There are some movies that should not be viewed by anyone, not because it's disgusting or violent but because the entire movie is based off an idea thought up by a guy who was drunk and stumbled out of a bar and just blurted out some random bullshit and then made an hour and a half movie based off that stupid bullshit.
In this case, Tom Six stepped out of a bar and said, "Yo, man, wouldn't - wouldn't it be fucked up if three people were connected mouth to anus and had to walk around like - fuck I don't even know what...I guess like - like a human centipede? Wouldn't that be fucked up?"
That's what this movie is about. I was told I "had to see it" so I saw it and it was fucking terrible. The acting is awful, the story is nonexistent, and the characters are stupid cliches. The one thing it does have going for it, however, is three people connected mouth-to-anus and crawling around like a human centipede. If that's something you're interested in seeing, then, yes, this movie is for you. If you enjoy things like character development, a coherent storyline, or any sense of medical realism.
The opening of the movie pretty much sums up the intelligence level of the entire movie. Two stupid American bitches go to Europe, drive around in the country without a GPS, get lost, suffer a flat tire, run through the dark woods to "safety" and the one house they finally come upon is owned by a mad scientist obsessed with creating a human centipede...and it never gets better from there.
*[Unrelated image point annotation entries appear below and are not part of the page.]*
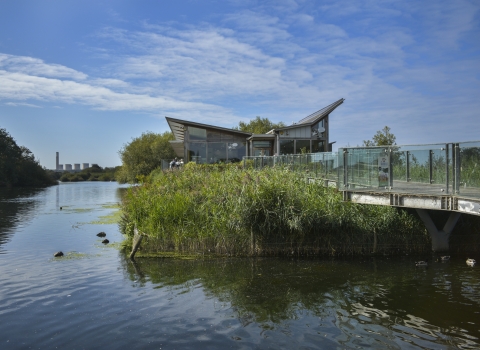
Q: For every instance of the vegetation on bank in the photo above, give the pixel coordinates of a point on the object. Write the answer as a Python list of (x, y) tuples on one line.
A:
[(225, 209), (143, 155), (94, 173), (18, 166)]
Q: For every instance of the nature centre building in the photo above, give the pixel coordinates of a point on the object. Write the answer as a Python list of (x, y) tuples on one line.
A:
[(204, 144)]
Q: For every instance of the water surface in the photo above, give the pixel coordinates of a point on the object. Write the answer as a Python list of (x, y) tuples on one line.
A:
[(96, 297)]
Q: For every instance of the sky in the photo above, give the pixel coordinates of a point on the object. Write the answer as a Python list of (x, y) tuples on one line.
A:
[(84, 78)]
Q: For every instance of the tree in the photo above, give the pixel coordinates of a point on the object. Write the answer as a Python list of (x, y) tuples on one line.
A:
[(382, 138), (144, 154), (258, 126), (18, 166)]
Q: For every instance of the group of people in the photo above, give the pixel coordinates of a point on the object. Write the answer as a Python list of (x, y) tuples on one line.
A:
[(176, 163)]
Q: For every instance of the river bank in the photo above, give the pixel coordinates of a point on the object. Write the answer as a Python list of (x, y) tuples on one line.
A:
[(228, 210), (95, 296)]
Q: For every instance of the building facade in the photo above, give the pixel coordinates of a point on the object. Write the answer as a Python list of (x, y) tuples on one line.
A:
[(202, 143)]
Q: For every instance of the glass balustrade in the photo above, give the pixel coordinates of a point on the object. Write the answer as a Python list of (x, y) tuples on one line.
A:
[(434, 169)]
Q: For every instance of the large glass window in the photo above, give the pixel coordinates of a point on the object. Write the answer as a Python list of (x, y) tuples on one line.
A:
[(197, 134), (197, 152), (302, 146), (287, 147), (318, 129), (236, 151), (318, 146), (217, 152), (262, 148), (214, 136)]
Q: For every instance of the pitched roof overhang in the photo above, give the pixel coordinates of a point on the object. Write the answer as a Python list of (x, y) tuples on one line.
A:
[(315, 117), (261, 137), (178, 127)]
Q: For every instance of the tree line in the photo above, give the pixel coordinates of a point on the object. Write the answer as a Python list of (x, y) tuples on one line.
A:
[(18, 166)]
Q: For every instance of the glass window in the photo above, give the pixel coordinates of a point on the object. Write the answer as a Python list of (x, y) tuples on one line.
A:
[(262, 144), (214, 136), (318, 129), (236, 151), (286, 147), (216, 152), (302, 146), (196, 152), (197, 134), (318, 146)]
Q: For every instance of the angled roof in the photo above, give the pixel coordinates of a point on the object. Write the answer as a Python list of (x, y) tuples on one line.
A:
[(315, 117), (178, 127)]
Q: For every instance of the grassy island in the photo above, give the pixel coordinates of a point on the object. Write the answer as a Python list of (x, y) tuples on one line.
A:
[(229, 210)]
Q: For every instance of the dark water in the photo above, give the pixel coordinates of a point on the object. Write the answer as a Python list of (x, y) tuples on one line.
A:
[(96, 298)]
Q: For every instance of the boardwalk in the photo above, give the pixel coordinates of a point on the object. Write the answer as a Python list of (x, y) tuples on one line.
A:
[(424, 177)]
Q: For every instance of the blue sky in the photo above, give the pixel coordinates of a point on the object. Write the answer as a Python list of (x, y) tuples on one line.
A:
[(85, 77)]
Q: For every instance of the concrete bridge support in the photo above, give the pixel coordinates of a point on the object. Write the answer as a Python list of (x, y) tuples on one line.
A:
[(440, 238)]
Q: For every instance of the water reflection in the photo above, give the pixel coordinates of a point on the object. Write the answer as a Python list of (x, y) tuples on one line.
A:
[(17, 208), (367, 303)]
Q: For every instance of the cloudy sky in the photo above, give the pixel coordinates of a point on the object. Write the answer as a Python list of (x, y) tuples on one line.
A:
[(85, 77)]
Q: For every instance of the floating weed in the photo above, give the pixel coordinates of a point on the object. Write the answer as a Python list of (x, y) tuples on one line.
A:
[(77, 210), (109, 219), (112, 245), (73, 255)]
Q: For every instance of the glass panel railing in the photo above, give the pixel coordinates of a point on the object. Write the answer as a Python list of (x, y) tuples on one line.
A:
[(469, 169), (439, 169)]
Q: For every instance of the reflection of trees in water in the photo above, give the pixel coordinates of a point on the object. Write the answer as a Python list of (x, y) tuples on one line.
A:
[(17, 205), (371, 298)]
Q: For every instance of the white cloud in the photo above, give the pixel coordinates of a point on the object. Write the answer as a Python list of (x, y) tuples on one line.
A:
[(37, 67), (22, 104)]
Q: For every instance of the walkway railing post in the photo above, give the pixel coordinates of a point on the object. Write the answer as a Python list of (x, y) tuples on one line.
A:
[(430, 168), (446, 169), (390, 168), (345, 169), (456, 171), (408, 165)]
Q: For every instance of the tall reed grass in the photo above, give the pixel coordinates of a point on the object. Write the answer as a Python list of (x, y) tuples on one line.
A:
[(225, 209)]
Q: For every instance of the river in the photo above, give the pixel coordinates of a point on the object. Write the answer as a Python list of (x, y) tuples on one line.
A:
[(94, 297)]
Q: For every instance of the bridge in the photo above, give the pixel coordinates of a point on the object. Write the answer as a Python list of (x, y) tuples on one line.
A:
[(427, 177)]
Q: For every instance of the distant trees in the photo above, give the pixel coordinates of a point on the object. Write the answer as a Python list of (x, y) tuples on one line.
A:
[(94, 173), (18, 166), (382, 138), (144, 154), (258, 125)]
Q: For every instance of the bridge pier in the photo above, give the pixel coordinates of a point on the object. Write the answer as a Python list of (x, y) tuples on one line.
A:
[(440, 238)]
The only bright spot is the creepy performance by Dieter Laser. For a movie about an operation involving mouth-to-anus connections, he plays the part straight-faced and comes across as a real psycho.
But seriously, this movie is just shocktastic bullshit in the same vein as Saw and Hostel. Save some time and stick your hand in the blender. It's pretty much the same damn thing.
One Bright Spot: The title tells you exactly what you're going to get: a human centipede. It's not like you can claim you don't know what you're getting yourself into.